Years ago, at least five as I recall, a Bay View friend of mine set off for a holiday party in Story Hill. His sense of direction has never been particularly acute but, in the darkness and perhaps more than a bit buzzed, he found himself driving around the veterans’ cemetery off Highway 94 and couldn’t find his way out. A police car happened to be parked in the vicinity, so my friend asked its occupant for directions out of the cemetery maze. The officer led him out and my friend, now well beyond his usual state of anxiety, simply drove home. In recounting the tale at the time, he concluded by saying “I’m lucky I’m not Black.”
Then, last Friday, while texting with a friend who is Black, I asked him if he had any plans for the weekend. “To stay alive lol”, he replied.
My Black friend’s remark was just one of a cascade of comments, all variations on the theme, I’ve recently heard from people of color or read on their social media pages. I may be emotionally shaken by the current state of the nation, but they have several additional layers of anxiety to cope with that I don’t. Beyond living in the nation’s most segregated city, there’s the litany of stress-inducing conditions like the COVID-19 pandemic, police brutality, the daily barrage of workplace and social micro-aggressions, and the regime’s enabling of unfettered white supremacy in the daily discourse. All of these stressors are external. But another, homophobia, is internal. Unfortunately, it pervades even in social justice organizations like Black Lives Matter.

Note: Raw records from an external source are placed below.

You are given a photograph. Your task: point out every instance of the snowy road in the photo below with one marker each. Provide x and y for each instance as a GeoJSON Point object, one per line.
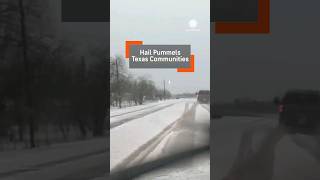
{"type": "Point", "coordinates": [128, 139]}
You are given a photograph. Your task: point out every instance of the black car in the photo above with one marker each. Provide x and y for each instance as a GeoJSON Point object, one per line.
{"type": "Point", "coordinates": [299, 111]}
{"type": "Point", "coordinates": [204, 97]}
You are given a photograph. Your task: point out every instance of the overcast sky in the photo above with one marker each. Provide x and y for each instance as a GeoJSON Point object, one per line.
{"type": "Point", "coordinates": [165, 22]}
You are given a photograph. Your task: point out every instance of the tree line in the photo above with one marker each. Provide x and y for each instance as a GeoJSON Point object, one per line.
{"type": "Point", "coordinates": [48, 91]}
{"type": "Point", "coordinates": [129, 90]}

To be fair, the BLM movement founders included some who identified as LGBTQ. Its website proclaims solidarity with LGBTQ people and specifically of trans individuals. Yet, like any larger and all-encompassing group, not all of its adherents share that same perspective. In the ensuing online response to Milwaukee BLM leader Frank Nitty’s use of “faggot,” defenders repeated long debunked tropes like “being gay is a choice.” There were also various references to the Bible to attack the very existence of LGBTQ people. Ironic as it is to qualify animus towards LGBTQ people based on a vestige of colonialism (that was used to rationalize slavery), it remains a handy go-to resource to justify homophobia.
Proper Lives Matter?
During the latest episode of Richard Buda Brasfield’s GetUAPiece Podcast, guest Montell Ross, organizer of the Pride March for BLM, explained that an attempt to have a virtual town hall discussion about the “faggot” issue failed when Nitty declined to participate. “I was walking through the desert and he was the mirage I needed to see at the time. Now my eyes are clear; I see him for who he is. I don’t knock him what he’s doing. We need a symbol,” Ross said. Brasfield expressed less tolerance, saying “His intentions may be good but for straight people.” To which Ross adds, “proper, masculine straight people.”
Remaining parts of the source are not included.